Sage suggests retailers expand sets with increased varieties of both flavor options and cuts so consumers can have more options to change up their menu and weekly dinner rotations.
“Consumers are looking for easy meal solutions, so this opens up avenues for retailers to try and solve those needs by highlighting products, such as marinated meats, that offer these conveniences,” she said. “There are also additional ways of driving awareness of these items, through instore TV and at the gas pump TVs for participating gas reward retailers. This education could be around recipes, cooking methods or best food pairings.”
Stores can also look to create a destination set in every store for seasoned meat items, with increased signage both instore and at shelf to help direct shoppers to these items.
“For retailers who want to be truly innovative and think outside the proverbial retail box, this is an area of opportunity to create a store within a store,” Sage said. “Knowledgeable employees can provide direction to shoppers on how best to cook these products. This area could also house current meal deal items that would be good pairings for shoppers to get everything needed for the meal in one location.”

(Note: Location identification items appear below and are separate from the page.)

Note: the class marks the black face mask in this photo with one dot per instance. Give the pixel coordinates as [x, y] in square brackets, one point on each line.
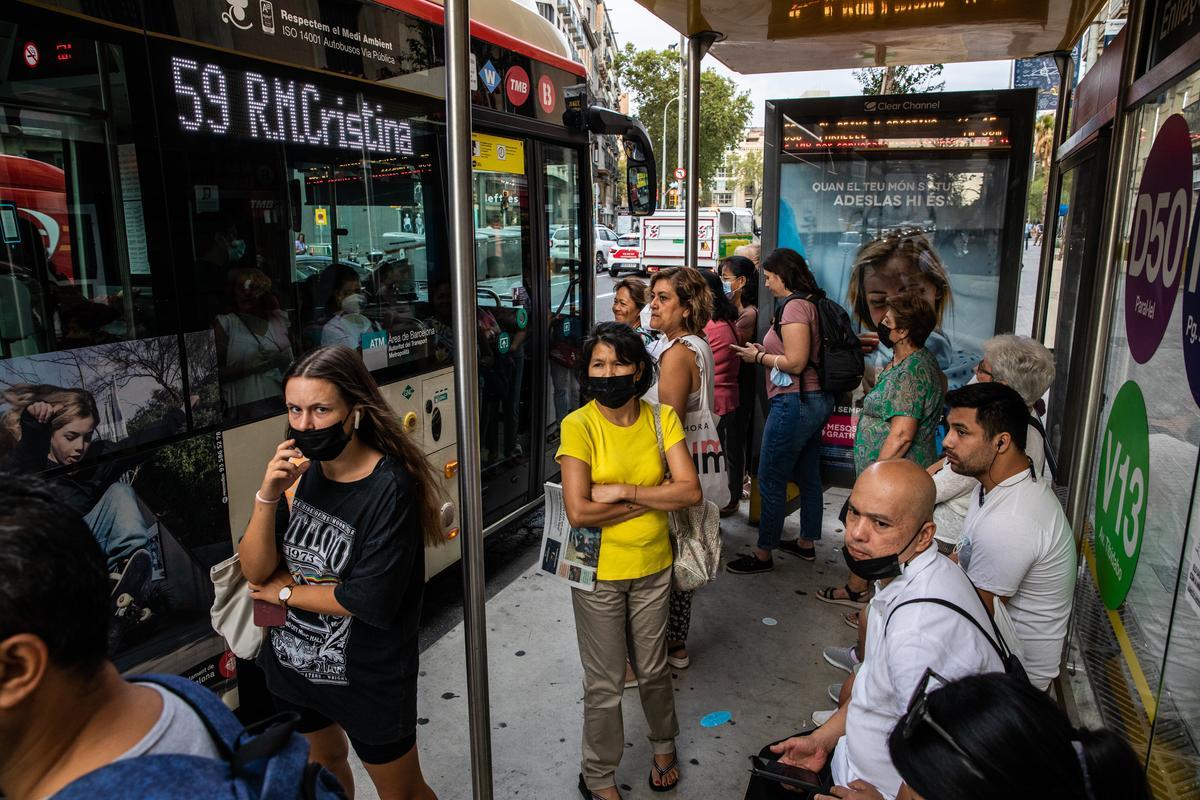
[885, 336]
[322, 444]
[612, 392]
[877, 569]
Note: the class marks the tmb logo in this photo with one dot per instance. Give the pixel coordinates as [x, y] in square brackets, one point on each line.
[516, 85]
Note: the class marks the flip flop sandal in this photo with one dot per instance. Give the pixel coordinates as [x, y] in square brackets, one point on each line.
[588, 794]
[852, 599]
[663, 774]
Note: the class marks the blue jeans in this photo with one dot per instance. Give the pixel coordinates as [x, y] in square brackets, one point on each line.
[791, 451]
[118, 524]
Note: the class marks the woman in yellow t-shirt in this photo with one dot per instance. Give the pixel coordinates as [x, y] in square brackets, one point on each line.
[613, 480]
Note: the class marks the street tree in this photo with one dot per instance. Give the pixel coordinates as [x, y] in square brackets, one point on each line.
[747, 170]
[652, 78]
[901, 79]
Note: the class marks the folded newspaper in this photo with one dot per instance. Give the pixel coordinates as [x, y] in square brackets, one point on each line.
[571, 554]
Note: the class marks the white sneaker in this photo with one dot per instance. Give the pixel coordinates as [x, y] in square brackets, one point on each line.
[844, 659]
[821, 717]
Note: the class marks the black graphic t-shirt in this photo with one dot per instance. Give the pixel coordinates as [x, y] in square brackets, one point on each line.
[363, 539]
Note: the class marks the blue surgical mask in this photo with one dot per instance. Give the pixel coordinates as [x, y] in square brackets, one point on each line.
[237, 250]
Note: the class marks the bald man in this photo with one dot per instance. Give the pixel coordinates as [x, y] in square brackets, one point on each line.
[889, 539]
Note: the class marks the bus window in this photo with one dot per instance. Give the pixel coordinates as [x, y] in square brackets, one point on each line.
[77, 305]
[303, 242]
[565, 293]
[503, 296]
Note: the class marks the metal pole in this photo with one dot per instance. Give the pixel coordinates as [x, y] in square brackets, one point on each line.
[1125, 137]
[697, 46]
[683, 92]
[466, 382]
[663, 174]
[1054, 190]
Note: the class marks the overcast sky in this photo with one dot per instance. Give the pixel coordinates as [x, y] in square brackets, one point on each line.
[635, 24]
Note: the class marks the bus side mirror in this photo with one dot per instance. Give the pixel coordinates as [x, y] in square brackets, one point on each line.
[640, 178]
[637, 186]
[641, 175]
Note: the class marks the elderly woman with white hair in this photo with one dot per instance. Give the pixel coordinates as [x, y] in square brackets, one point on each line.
[1025, 365]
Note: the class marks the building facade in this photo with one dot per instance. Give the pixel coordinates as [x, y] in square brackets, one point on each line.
[733, 185]
[588, 30]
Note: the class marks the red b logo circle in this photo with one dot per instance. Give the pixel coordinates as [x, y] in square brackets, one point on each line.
[516, 85]
[546, 97]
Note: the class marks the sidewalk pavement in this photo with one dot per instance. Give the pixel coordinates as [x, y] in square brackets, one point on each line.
[755, 647]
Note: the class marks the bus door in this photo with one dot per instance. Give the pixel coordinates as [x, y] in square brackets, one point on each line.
[567, 289]
[505, 287]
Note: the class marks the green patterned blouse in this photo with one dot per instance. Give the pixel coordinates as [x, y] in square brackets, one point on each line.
[912, 388]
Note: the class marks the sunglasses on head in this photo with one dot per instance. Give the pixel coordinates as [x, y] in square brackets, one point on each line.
[918, 715]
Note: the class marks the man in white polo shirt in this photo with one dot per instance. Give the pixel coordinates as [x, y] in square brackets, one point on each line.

According to Ambrose, retail stores should be providing education and tastings to get the public to try new flavors.
“Whenever we did demonstrations at markets, the store would sell out of the items we were sampling,” he said.
Mellet-Grinnell noted websites are one of the best marketing tools available to everyone.
“Good visuals in stores are an attraction to me,” she said. “If I see a really nice shot of a product, I tend to be more apt to try it than if I just see it in the case.”
All Hatfield-brand meat products have labels that feature icons for various cooking methods to help consumers know how versatile the products are and how easily they can prepare their pork.
“These icons drive consumers back to our web page where they can search by product and cooking method and see links to some of our favorite, chef-inspired recipes,” Sage said. “Our in-house corporate chef has personally crafted custom recipes for both traditional cooking methods such as grill, oven, slow cooker and skillet, to the trendy air fryer and Instant Pot to allow for that customization and personalization consumers are craving.”